The amount of new funding will definitely make a difference, but $800 million is only a fraction of the funding needed to adequately maintain the massive network of infrastructure we’ve developed. Our city leaders told us as much during the recent campaign.
Even with these additional taxes, the total property tax we pay to maintain our infrastructure is at least five times short of what is needed when you account for the estimated $4 billion price tag to fix the aged combined sewer and stormwater system. It could easily be 10 times short, perhaps much more. On balance, our streets, sidewalks and utilities are going to continue to deteriorate faster than we can afford to repair them.
We’re not likely ever to increase our taxes to the amount necessary to maintain the infrastructure we’ve built. The cost is unreasonable. Perhaps had we known 70 years ago the implications of maintaining the expansive development we have since built, we would have reconsidered. Kansas City is not alone. Every major city in the country is upside down, with commitments and liabilities exceeding the resources needed.
Still, we can make a significant impact with this new infrastructure funding if we are strategic.
Every city has areas that can be considered productive, where private properties generate more tax revenue than it costs to provide and maintain the public infrastructure that supports those areas. The Country Club Plaza, parts of downtown, and many of our core neighborhoods are examples in Kansas City.
As you might expect, cities also have areas that are effectively money pits, where the cost to construct and maintain streets, utilities and public services exceeds the tax revenue those areas generate. Traditionally these have been lower density residential areas, but over the past 70 years, most of what has been built, including residential and commercial, has been at the lowest densities in the history of city building. This is a primary reason why we’re so upside down in our ability to fund our public infrastructure.

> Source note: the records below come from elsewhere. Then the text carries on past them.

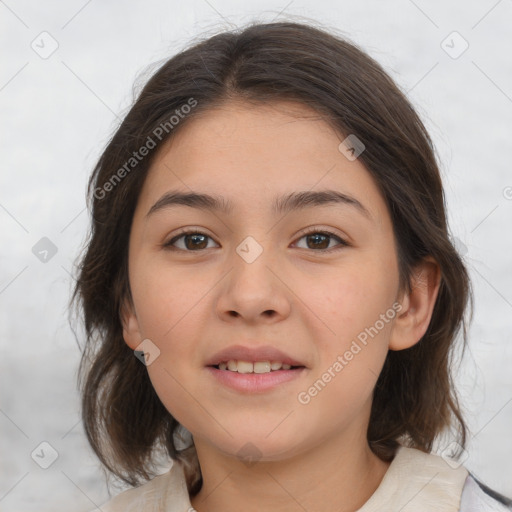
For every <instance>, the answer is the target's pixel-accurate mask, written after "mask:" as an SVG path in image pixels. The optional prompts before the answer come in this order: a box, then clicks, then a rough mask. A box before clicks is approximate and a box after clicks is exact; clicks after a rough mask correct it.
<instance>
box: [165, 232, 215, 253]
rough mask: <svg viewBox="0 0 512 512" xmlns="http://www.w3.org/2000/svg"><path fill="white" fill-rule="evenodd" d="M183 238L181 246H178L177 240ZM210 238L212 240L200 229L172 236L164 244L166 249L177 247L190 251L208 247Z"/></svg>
mask: <svg viewBox="0 0 512 512" xmlns="http://www.w3.org/2000/svg"><path fill="white" fill-rule="evenodd" d="M181 239H183V244H181V247H178V246H176V242H177V241H179V240H180V241H181ZM208 239H210V240H212V238H211V237H209V236H208V235H206V234H204V233H201V232H198V231H185V232H183V233H181V234H180V235H178V236H175V237H174V238H172V239H171V240H170V241H169V242H167V243H166V244H164V246H163V247H165V248H166V249H171V250H174V249H177V250H182V251H188V252H195V251H199V250H203V249H208V247H207V246H208Z"/></svg>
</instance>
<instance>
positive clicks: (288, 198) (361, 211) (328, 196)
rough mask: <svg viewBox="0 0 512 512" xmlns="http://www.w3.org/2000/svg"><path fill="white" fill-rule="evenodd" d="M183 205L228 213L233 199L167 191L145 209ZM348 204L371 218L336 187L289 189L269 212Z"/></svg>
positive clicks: (359, 206) (177, 191) (200, 193)
mask: <svg viewBox="0 0 512 512" xmlns="http://www.w3.org/2000/svg"><path fill="white" fill-rule="evenodd" d="M179 205H181V206H187V207H190V208H196V209H199V210H207V211H217V212H222V213H225V214H229V213H231V212H232V211H233V207H234V205H233V202H232V201H230V200H227V199H226V198H224V197H222V196H218V195H210V194H202V193H198V192H187V193H184V192H179V191H170V192H167V193H166V194H164V195H163V196H162V197H161V198H160V199H159V200H158V201H157V202H156V203H155V204H154V205H153V206H152V207H151V208H150V210H149V211H148V213H147V215H146V216H147V217H149V216H150V215H152V214H154V213H155V212H157V211H159V210H163V209H166V208H171V207H173V206H179ZM326 205H348V206H352V207H354V208H355V209H356V210H357V211H358V212H359V213H361V214H362V215H364V216H365V217H366V218H367V219H368V220H372V215H371V214H370V212H369V210H368V209H367V208H366V207H365V206H363V204H362V203H361V202H360V201H358V200H357V199H356V198H354V197H352V196H349V195H347V194H344V193H342V192H338V191H336V190H321V191H303V192H292V193H290V194H285V195H283V196H280V197H276V198H275V199H274V201H273V202H272V211H273V212H274V214H276V215H282V214H284V213H289V212H291V211H298V210H303V209H306V208H311V207H314V206H326Z"/></svg>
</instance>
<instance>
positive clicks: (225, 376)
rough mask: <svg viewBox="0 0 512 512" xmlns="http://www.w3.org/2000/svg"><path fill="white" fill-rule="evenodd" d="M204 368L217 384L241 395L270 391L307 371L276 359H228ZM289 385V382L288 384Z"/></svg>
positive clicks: (278, 388) (286, 384)
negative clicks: (246, 359)
mask: <svg viewBox="0 0 512 512" xmlns="http://www.w3.org/2000/svg"><path fill="white" fill-rule="evenodd" d="M206 370H207V371H208V373H209V374H210V375H211V377H212V378H213V379H214V380H213V382H215V383H216V384H217V385H218V384H220V385H221V386H222V387H223V388H225V389H229V390H231V392H233V391H235V392H236V393H237V394H242V395H245V396H247V395H261V394H262V393H270V392H273V391H275V390H277V389H280V388H281V387H282V386H286V385H287V383H291V382H292V381H294V380H296V379H298V378H300V377H301V376H303V375H304V374H305V372H307V371H308V369H307V368H306V367H305V366H294V365H290V364H285V363H281V362H278V361H274V362H272V361H257V362H255V363H252V362H250V361H236V360H229V361H225V362H221V363H219V364H216V365H209V366H207V367H206ZM289 385H291V384H289Z"/></svg>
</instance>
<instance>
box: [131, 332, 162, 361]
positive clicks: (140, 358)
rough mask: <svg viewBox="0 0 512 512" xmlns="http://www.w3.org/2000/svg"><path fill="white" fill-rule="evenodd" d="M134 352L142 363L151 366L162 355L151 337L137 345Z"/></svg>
mask: <svg viewBox="0 0 512 512" xmlns="http://www.w3.org/2000/svg"><path fill="white" fill-rule="evenodd" d="M133 353H134V354H135V357H136V358H137V359H138V360H139V361H140V362H141V363H143V364H145V365H146V366H149V365H150V364H152V363H154V362H155V359H157V358H158V356H159V355H160V349H159V348H158V347H157V346H156V345H155V344H154V343H153V342H152V341H151V340H150V339H148V338H146V339H145V340H142V342H141V343H140V344H139V345H137V347H136V348H135V350H134V351H133Z"/></svg>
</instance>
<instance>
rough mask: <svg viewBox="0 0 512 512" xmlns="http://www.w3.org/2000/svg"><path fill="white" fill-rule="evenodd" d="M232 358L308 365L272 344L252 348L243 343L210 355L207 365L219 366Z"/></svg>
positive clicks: (251, 362) (255, 360)
mask: <svg viewBox="0 0 512 512" xmlns="http://www.w3.org/2000/svg"><path fill="white" fill-rule="evenodd" d="M230 359H235V360H237V361H249V362H251V363H254V362H256V361H270V362H273V361H279V362H281V363H284V364H289V365H290V366H306V365H305V364H304V363H301V362H300V361H298V360H296V359H294V358H293V357H291V356H289V355H288V354H285V353H284V352H282V351H281V350H278V349H277V348H274V347H272V346H270V345H263V346H261V347H252V348H251V347H246V346H243V345H232V346H230V347H227V348H225V349H222V350H221V351H219V352H216V353H215V354H214V355H213V356H212V357H210V359H208V361H207V362H206V366H217V365H218V364H219V363H222V362H227V361H229V360H230Z"/></svg>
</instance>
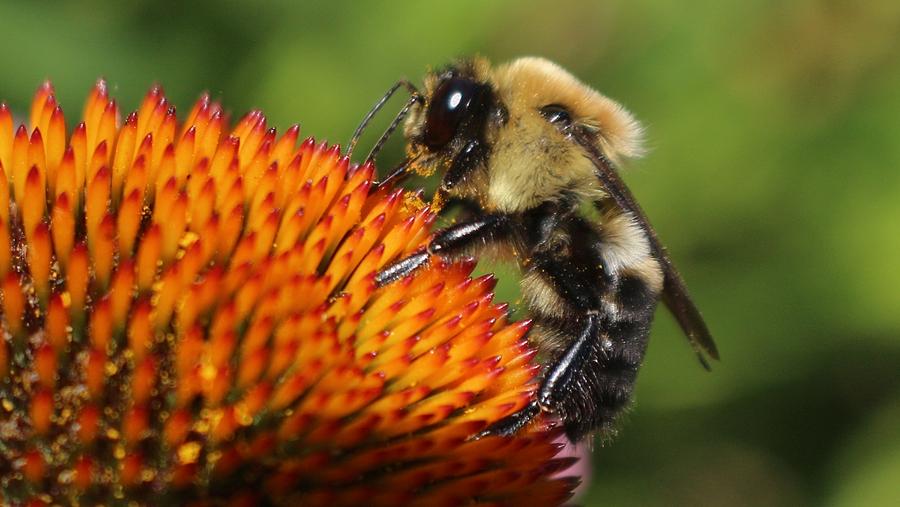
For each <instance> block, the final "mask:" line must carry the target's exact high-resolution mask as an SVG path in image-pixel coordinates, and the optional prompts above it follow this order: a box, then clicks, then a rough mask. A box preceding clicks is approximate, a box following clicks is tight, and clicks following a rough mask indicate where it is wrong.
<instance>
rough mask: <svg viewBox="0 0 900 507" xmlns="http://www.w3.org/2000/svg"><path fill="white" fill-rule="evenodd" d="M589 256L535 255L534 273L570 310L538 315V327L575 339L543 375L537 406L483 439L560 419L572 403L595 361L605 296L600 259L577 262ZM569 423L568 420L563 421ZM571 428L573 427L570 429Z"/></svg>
mask: <svg viewBox="0 0 900 507" xmlns="http://www.w3.org/2000/svg"><path fill="white" fill-rule="evenodd" d="M585 255H589V253H586V252H584V251H581V250H579V249H578V248H576V249H575V252H570V253H569V255H561V254H560V253H559V252H546V253H537V254H535V256H534V258H533V261H534V265H533V273H535V274H539V276H540V278H541V279H543V280H544V281H545V282H546V283H549V284H550V285H551V286H552V287H553V289H554V292H555V293H556V294H557V296H558V297H559V298H560V299H561V300H562V302H563V303H564V304H565V306H566V311H565V312H564V314H563V315H561V316H560V315H557V316H555V317H554V316H551V315H543V314H541V313H533V317H534V318H535V319H536V327H547V328H552V329H554V330H555V331H556V332H557V333H558V334H562V335H567V336H571V337H572V341H571V342H568V344H567V345H566V347H565V348H563V349H562V350H560V351H559V352H558V353H557V354H556V356H555V357H556V358H555V360H554V361H553V362H551V363H550V364H549V365H548V367H547V368H546V369H545V371H544V373H543V379H542V381H541V386H540V389H539V390H538V393H537V397H536V399H535V401H534V402H532V403H531V404H530V405H528V406H526V407H525V408H523V409H522V410H520V411H519V412H516V413H514V414H512V415H510V416H507V417H506V418H504V419H501V420H500V421H498V422H496V423H494V424H492V425H491V426H489V427H488V428H487V429H486V430H484V431H483V432H482V433H481V435H480V436H485V435H509V434H512V433H514V432H516V431H517V430H519V429H520V428H522V427H523V426H525V424H527V423H528V422H529V421H530V420H531V419H533V418H534V417H536V416H537V415H538V414H539V413H540V412H542V411H543V412H548V413H554V414H557V415H561V416H564V415H565V414H558V412H559V408H560V407H561V406H564V405H565V403H566V402H567V396H569V395H570V394H571V393H570V391H571V389H572V387H573V385H574V382H575V381H576V378H577V376H578V375H579V373H582V372H584V370H585V367H586V363H587V362H588V361H591V360H593V359H595V355H596V350H597V347H596V345H595V344H596V343H597V342H598V340H600V334H601V330H600V325H601V317H600V314H599V311H598V310H597V309H598V308H600V305H601V302H600V294H601V291H602V290H603V286H602V285H603V284H602V280H603V278H602V277H601V276H600V273H599V271H598V269H599V268H597V267H592V266H597V265H598V263H597V262H596V260H594V261H592V262H590V263H585V262H576V260H582V261H583V260H584V259H581V257H582V256H585ZM564 422H567V421H565V419H564ZM567 429H568V428H567Z"/></svg>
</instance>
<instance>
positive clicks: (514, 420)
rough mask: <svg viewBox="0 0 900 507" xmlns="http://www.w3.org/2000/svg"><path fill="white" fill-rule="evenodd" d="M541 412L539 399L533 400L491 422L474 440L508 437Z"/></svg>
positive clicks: (521, 427)
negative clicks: (492, 421) (501, 418)
mask: <svg viewBox="0 0 900 507" xmlns="http://www.w3.org/2000/svg"><path fill="white" fill-rule="evenodd" d="M540 413H541V407H540V405H539V404H538V402H537V401H532V402H531V403H529V404H528V405H526V406H525V408H523V409H522V410H519V411H518V412H515V413H513V414H510V415H508V416H506V417H504V418H503V419H500V420H499V421H497V422H495V423H493V424H491V425H490V426H488V427H487V428H485V429H484V430H482V431H481V432H480V433H477V434H476V435H475V436H473V437H472V438H471V439H472V440H478V439H480V438H484V437H490V436H499V437H508V436H511V435H513V434H515V433H516V432H518V431H519V430H520V429H522V428H523V427H525V425H526V424H528V423H529V422H531V420H532V419H534V418H535V417H537V415H538V414H540Z"/></svg>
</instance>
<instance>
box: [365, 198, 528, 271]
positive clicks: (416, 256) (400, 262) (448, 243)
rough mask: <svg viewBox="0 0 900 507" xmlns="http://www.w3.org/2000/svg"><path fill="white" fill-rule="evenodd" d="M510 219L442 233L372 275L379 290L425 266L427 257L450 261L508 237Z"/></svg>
mask: <svg viewBox="0 0 900 507" xmlns="http://www.w3.org/2000/svg"><path fill="white" fill-rule="evenodd" d="M509 225H510V217H509V216H508V215H503V214H488V215H482V216H479V217H476V218H474V219H472V220H469V221H466V222H460V223H458V224H454V225H451V226H450V227H447V228H446V229H441V230H440V231H438V232H437V233H435V235H434V239H432V240H431V243H429V244H428V246H427V247H425V249H423V250H419V251H417V252H416V253H414V254H412V255H410V256H408V257H405V258H403V259H400V260H399V261H397V262H394V263H393V264H391V265H389V266H387V267H386V268H384V269H383V270H381V271H379V272H378V274H377V275H375V283H376V284H377V285H378V286H379V287H381V286H383V285H387V284H389V283H391V282H393V281H396V280H399V279H400V278H403V277H404V276H406V275H409V274H411V273H412V272H414V271H415V270H417V269H419V268H420V267H422V266H424V265H425V264H427V263H428V258H429V256H430V255H438V256H440V257H442V258H445V259H453V258H455V257H458V256H459V255H461V254H463V253H465V252H468V251H470V250H471V249H473V248H477V247H478V246H481V245H479V243H481V244H482V245H484V244H488V243H490V242H493V241H497V240H499V239H501V238H504V237H506V236H507V235H508V234H509Z"/></svg>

In light of that, how can Kansas City be strategic with our use of these new infrastructure funds?
Let’s do the math. Let’s invest the $800 million in ways that maximize value. In other words, let’s focus on infrastructure improvement dollars in the productive areas of our city. The math will show the lower density money pits and will highlight the productive areas, which are more likely than not to be primarily in parts of the city developed more than 70 years ago.
This is a simple matter of infrastructure efficiency. Before cars allowed us to spread out, cities were more compact, and the intensity of private investment per square foot of infrastructure was much greater. As a result, the productivity (the value of those parts of the city) was much greater.
Strategic investing of the $800 million will be a challenge politically, but it is more necessary now than ever. By maximizing the return on our infrastructure investments, we can use the value generated by productive areas of the city to underwrite the under-producing areas. And moving forward, we need to be much smarter about what we build.
If we do the math and keep doing the math, we can rebuild and continue building a great Kansas City.
Dennis Strait is a landscape architect, architect and the principal in charge of the Kansas City Planning Studio of Gould Evans.